Baekhyun'u mutlu etmek tek hayat gayem gibi davranıyordum, annemi görmemi istediği için hafta sonumu anneme ayırmıştım mesela. Her şey yolundaydı. Baekhyun bana 2 hafta önce ayrı eve çıkalım dediği için annemden minik bir ricada bulunmuştum ve annem ondan bir şey istediğim için gerçekten şok içindeydi. Bu beni biraz rahatsız etti, alışık olmadığım için gerçekten ailemden bir şey rica etmem garibime gitmişti fakat Baekhyun'un mutluluğunu göz önüne aldığımda bu rahatsızlığımı bastırabileceğimi düşündüm.

Pazartesiydi, mavi boncuklarını takmıştı, gözlerinde mavi, öptüğüm için de bozuk makyajı vardı. Yine çok güzel görünüyordu fakat bugün tedirgin bir ruh halindeydi. "Bir tane dersim kaldı, beni bekleyemez misin?" diyordum. Baekhyun gitmesi gereken bir yer olduğunu söylüyordu fakat ben cebimde duran evimizin anahtarını sıkı sıkı tutuyordum. Heyecanlıydım, onu götürmek ve evimizi göstermek istiyordum. "Akşam gitsek olmaz mı? Hem nereye gideceğiz ki?"

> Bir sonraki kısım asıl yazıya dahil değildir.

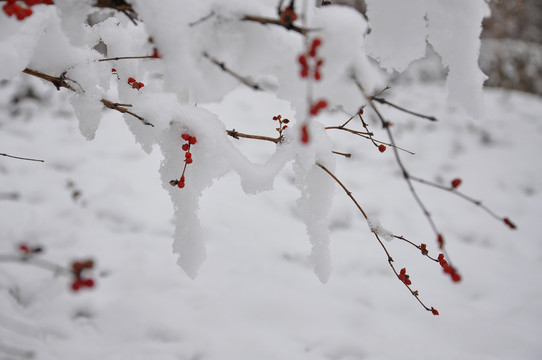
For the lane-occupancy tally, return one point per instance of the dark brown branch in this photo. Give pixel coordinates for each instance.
(366, 135)
(119, 5)
(121, 108)
(347, 155)
(461, 195)
(57, 81)
(21, 158)
(224, 68)
(388, 255)
(32, 260)
(199, 21)
(406, 175)
(265, 21)
(236, 135)
(384, 101)
(60, 81)
(129, 58)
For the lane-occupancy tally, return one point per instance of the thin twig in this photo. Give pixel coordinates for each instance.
(120, 108)
(21, 158)
(199, 21)
(224, 68)
(236, 135)
(384, 101)
(388, 255)
(347, 155)
(32, 260)
(59, 81)
(265, 21)
(129, 58)
(460, 194)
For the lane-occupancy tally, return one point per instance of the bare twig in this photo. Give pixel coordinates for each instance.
(384, 101)
(32, 260)
(236, 135)
(21, 158)
(414, 293)
(463, 196)
(121, 108)
(60, 82)
(199, 21)
(265, 21)
(346, 155)
(57, 81)
(224, 68)
(129, 58)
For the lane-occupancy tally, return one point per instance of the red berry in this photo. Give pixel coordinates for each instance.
(456, 277)
(9, 9)
(440, 241)
(304, 134)
(510, 224)
(76, 284)
(456, 183)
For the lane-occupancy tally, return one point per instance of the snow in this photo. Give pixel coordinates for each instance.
(265, 214)
(256, 295)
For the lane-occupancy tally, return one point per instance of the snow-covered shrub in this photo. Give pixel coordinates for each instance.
(159, 62)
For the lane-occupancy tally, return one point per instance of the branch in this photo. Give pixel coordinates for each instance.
(467, 198)
(60, 81)
(384, 101)
(129, 58)
(265, 21)
(21, 158)
(414, 293)
(224, 68)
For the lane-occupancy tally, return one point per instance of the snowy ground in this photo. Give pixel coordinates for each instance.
(256, 296)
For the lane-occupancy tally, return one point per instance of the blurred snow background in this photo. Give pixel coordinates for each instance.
(256, 296)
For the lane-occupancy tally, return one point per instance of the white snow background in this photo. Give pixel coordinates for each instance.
(256, 296)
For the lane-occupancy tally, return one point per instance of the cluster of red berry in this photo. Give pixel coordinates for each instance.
(79, 281)
(13, 8)
(190, 140)
(282, 123)
(135, 85)
(448, 269)
(311, 56)
(404, 277)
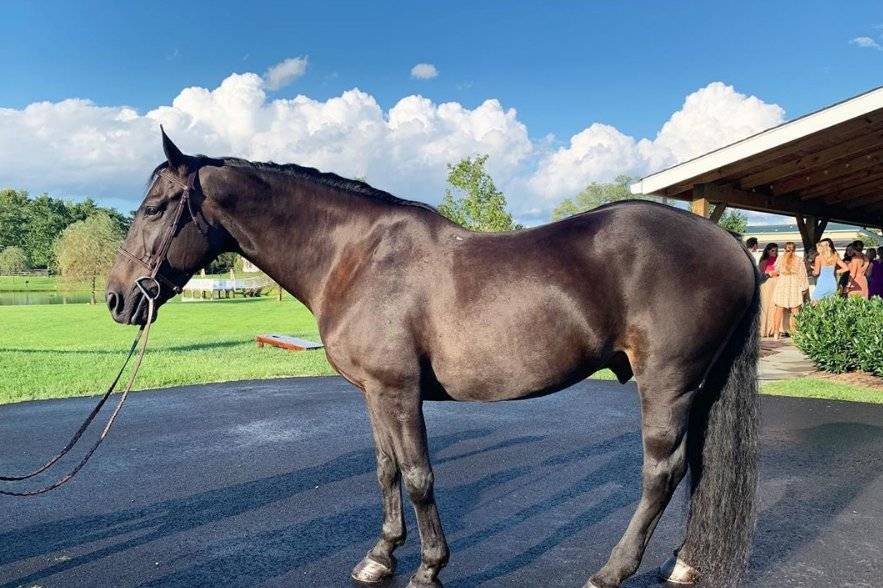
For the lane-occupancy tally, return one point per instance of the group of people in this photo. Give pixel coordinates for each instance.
(785, 287)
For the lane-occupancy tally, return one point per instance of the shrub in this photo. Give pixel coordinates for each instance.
(843, 334)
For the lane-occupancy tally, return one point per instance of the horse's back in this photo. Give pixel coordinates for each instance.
(511, 315)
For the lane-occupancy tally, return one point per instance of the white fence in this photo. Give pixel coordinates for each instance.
(198, 288)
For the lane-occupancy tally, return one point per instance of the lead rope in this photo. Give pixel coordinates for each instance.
(143, 335)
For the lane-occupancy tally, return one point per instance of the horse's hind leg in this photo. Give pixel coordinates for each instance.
(380, 563)
(664, 422)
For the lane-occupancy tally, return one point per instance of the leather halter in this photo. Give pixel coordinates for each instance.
(153, 262)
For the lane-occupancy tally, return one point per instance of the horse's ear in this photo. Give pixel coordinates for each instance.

"Sürpriz." dedim ellerinden tutarak. "Ders çıkışı gitmemiz gerekiyor."

"Chanyeol benim acil okuldan çıkmam gerek. Akşam buluşalım." diyerek ellerini elimden çekti.

"Neden?" dedim, bininci defa soruyordum fakat hiçbirini cevaplamıyordu. "Biriyle buluşacağım." diyordu.

"Baekhyun-" kapı açıldı. Yixing boş müzik odasından içeri girdi, bugün çalışmaları yok diye buraya çekmiştim onu, okulda bildiğim pek bir yer yoktu. "Pardon." dedi Yixing ilerdeki koltuğa ilerleyerek, sanki bir şeyden kaçıyor gibiydi fakat sakin bir tonla "Uyumaya gelmiştim." diye açıkladı.

"Önemli değil, biz de şimdi çıkıyorduk-" Yeni kapanan kapı birden gürültüyle tekrar açıldığında Junmyeon içeri girdi.

Junmyeon kapı ağzında bizi gördüğünde önce dondu, sonra Yixing'e baktı ve derin bir nefes vererek Baekhyun'a döndü. Bileğinde Baekhyun'unkilerden bileklik vardı, nefesim bir anlığına kesilir gibi oldu. Sanki inat eder gibi takmıştı onu oraya ve bu Junmyeon'u uzun zaman sonra ilk görüşümdü. Hala ona olan öfkem yerindeydi.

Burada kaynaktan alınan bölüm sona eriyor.